We see that the root is somehow similar to the integral of the arc cosine, so we will use this. We will first do the change of variable $t = \frac{x}{2}$ to eliminate the $4$ from the integral.
$d t = \frac{d x}{2}$
$\int \frac{1}{x^{2} \sqrt{4 - x^{2}}} d x = \int \frac{2}{4 t^{2} \sqrt{4 - 4 t^{2}}} d t = \frac{1}{4} \int \frac{1}{t^{2} \sqrt{1 - t^{2}}} d t$
To calculate the resultant integral, we will do another change of variable.
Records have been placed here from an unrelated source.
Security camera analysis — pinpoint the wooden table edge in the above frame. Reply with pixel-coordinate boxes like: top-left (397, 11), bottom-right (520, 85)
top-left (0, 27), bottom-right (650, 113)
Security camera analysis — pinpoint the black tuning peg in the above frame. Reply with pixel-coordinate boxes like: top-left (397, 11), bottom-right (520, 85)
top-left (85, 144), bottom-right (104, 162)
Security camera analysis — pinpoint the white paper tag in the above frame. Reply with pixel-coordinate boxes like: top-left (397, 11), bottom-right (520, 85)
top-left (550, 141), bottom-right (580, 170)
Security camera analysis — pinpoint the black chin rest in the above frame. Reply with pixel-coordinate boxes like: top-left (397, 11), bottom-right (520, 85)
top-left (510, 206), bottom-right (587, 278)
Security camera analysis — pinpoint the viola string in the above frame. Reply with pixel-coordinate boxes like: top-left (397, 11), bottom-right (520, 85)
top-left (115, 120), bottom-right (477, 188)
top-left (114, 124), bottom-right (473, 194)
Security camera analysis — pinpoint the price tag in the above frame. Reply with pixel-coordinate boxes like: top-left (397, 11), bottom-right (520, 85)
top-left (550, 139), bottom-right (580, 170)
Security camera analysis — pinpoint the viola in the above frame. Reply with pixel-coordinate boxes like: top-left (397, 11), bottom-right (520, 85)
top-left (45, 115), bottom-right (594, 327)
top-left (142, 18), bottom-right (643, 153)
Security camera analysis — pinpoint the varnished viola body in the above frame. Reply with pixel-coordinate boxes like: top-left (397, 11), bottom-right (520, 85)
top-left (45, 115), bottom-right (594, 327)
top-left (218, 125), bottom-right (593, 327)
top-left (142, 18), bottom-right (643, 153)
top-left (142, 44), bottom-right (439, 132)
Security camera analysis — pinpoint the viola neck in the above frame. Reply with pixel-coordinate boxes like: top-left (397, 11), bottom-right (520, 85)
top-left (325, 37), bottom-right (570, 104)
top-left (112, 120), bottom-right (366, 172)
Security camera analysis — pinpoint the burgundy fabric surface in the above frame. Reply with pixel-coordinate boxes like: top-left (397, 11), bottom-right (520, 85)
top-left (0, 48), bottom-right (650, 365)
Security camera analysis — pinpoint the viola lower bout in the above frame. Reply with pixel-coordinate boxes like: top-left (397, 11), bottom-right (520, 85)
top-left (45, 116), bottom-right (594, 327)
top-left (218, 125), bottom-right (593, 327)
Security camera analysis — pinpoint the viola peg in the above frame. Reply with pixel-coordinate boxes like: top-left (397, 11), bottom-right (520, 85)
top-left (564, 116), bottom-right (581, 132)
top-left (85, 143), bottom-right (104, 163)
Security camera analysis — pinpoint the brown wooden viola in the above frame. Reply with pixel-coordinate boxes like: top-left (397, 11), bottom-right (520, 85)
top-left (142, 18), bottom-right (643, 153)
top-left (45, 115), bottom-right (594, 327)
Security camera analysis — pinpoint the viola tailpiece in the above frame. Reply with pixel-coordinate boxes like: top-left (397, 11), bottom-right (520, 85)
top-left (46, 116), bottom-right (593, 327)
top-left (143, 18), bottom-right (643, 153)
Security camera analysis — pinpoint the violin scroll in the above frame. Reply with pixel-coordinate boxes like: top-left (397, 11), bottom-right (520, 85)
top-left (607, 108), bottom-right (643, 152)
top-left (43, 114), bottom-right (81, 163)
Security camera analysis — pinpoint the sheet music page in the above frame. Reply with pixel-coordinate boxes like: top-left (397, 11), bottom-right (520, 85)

We will take now $z = \arccos t$ , so that $t = \cos z$ and $d t = - \sin z \cdot d z$ , and we obtain: $\int \frac{1}{t^{2} \sqrt{1 - t^{2}}} d t = \frac{1}{4} \int \frac{- \sin z}{\cos^{2} z \cdot \sqrt{1 - \cos^{2} z}} d z = \frac{1}{4} \int \frac{- \sin z}{\cos^{2} z \cdot \sin z} d z =$ $= \frac{- 1}{4} \int \frac{1}{\cos^{2} z} d z = \frac{- 1}{4} \cdot \tan z + K$
We first undo the change $z = \arccos t$ and then $2 x = t$ : $\frac{- 1}{4} \tan z + K = - \frac{1}{4} \tan (\arccos t) + K = - \frac{1}{4} \tan (\arccos \frac{x}{2}) + K$

So we obtain: $\int \frac{d x}{x^{2} \sqrt{4 - x^{2}}} = - \frac{1}{4} \tan (\arccos \frac{x}{2}) + K$

Example

To calculate the following integral by the method of the change of variable: $\int x \cdot e^{x^{2}} d x$

We will do the change of variable $t = x^{2}$ .
We have then $d t = 2 x \cdot d x$ , and therefore, $x \cdot d x = \frac{d t}{2}$
$\int x e^{x^{2}} d x = \int e^{t} x d x = \int e^{t} d t$
$\int e^{t} d t = e^{t} + C$
$\int e^{t} d t = e^{t} + C$

Then:

$\int x e^{x^{2}} d x = e^{x^{2}} + C$

Defined integrals by change of variable

How to proceed:

To decide the change of variable to be used ( $t$ as a function of $x$ ).
To calculate $d t$ according to $x$ and $d x$ . Calculate also the new limits of the interval of integration in the new variable.
To substitute $t$ and $d t$ in the integral, so that they eliminate $x$ . And change the integration limits.
To calculate the integral with the new variable, without need to undo the change of variables if the integration interval has been done correctly.